L’intérêt de cette approche est de rappeler qu’une guerre ne produit pas seulement des effets géopolitiques et économiques immédiats. Elle s’inscrit aussi dans un bilan carbone d’ampleur, encore peu intégré aux débats publics. Greenly souligne d’ailleurs que son estimation reste partielle. Elle ne couvre que les dépenses militaires américaines et ne prend pas en compte les émissions liées aux autres forces impliquées, aux destructions d’infrastructures, aux futures opérations de reconstruction, ni aux effets indirects sur les chaînes d’approvisionnement et les cycles de réarmement. Autrement dit, le total réel des émissions imputables au conflit pourrait être sensiblement supérieur.

Cette dimension change l’échelle d’analyse. Si le rythme de dépenses constaté sur les six premiers jours devait se poursuivre, les émissions atteindraient environ 2,29 millions de tonnes de CO₂e sur une semaine, 4,58 millions sur deux semaines et 9,17 millions sur un mois. Ces ordres de grandeur montrent à quel point les conflits modernes peuvent produire, en quelques jours seulement, un volume d’émissions comparable à celui de pans entiers d’activité civile. Le sujet ne relève donc pas d’un simple angle marginal de la guerre, mais d’un enjeu environnemental de premier plan.

Au-delà du seul volet militaire, Greenly insiste aussi sur les effets systémiques du conflit sur les marchés énergétiques. Les tensions dans des zones stratégiques comme le détroit d’Ormuz, par lequel transite une part importante du pétrole mondial, accentuent la vulnérabilité des économies encore fortement dépendantes des énergies fossiles. Les premières conséquences se lisent déjà dans l’évolution des prix des carburants : Greenly évoque une hausse d’environ 27 % des prix de l’essence aux États-Unis depuis fin février, de 7 % au Royaume-Uni et de 8 % dans l’Union européenne, avec des pics pouvant atteindre 50 % sur certains marchés.

Ces chiffres traduisent un double phénomène. D’un côté, les opérations militaires elles-mêmes génèrent des émissions très importantes. De l’autre, le conflit déstabilise les systèmes énergétiques mondiaux, renchérit les carburants et rappelle la fragilité structurelle des économies face aux chocs géopolitiques. La guerre agit ainsi comme un révélateur brutal de dépendances que la transition climatique cherche précisément à réduire.
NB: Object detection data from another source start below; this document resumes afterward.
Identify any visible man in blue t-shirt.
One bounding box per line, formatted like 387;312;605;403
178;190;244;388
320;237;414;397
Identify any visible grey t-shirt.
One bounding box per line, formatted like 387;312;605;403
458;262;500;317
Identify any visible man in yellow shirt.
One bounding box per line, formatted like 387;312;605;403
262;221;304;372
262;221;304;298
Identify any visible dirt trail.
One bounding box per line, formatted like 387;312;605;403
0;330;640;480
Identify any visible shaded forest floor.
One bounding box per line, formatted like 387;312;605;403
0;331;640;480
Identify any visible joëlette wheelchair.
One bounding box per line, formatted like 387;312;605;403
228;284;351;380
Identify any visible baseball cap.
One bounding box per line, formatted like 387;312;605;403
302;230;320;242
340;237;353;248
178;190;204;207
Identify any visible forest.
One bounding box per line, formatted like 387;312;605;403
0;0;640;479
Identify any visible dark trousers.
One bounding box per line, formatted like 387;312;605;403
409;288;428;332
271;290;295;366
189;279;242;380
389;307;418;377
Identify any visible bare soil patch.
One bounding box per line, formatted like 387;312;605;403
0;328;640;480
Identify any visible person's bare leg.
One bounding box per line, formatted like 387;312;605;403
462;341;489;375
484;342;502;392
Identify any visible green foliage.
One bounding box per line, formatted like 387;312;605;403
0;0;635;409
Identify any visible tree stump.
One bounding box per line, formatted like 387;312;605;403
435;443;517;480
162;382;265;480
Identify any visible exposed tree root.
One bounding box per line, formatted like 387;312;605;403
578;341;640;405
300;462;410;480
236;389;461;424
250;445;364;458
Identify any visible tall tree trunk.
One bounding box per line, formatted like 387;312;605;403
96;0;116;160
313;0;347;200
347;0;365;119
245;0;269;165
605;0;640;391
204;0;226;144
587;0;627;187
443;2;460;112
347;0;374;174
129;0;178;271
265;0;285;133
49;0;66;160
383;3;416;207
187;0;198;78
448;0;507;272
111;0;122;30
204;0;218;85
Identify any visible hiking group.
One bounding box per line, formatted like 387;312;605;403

En filigrane, l’analyse défendue par Greenly invite à élargir le regard porté sur les activités de défense. Dans un monde où les engagements climatiques pèsent de plus en plus sur les stratégies publiques et privées, la question de l’empreinte environnementale des conflits ne peut plus être ignorée. Elle oblige à penser la guerre non seulement comme un événement militaire et diplomatique, mais aussi comme un choc carbone à part entière. À mesure que les crises internationales se multiplient, cette lecture pourrait prendre une place croissante dans l’évaluation globale de leurs conséquences.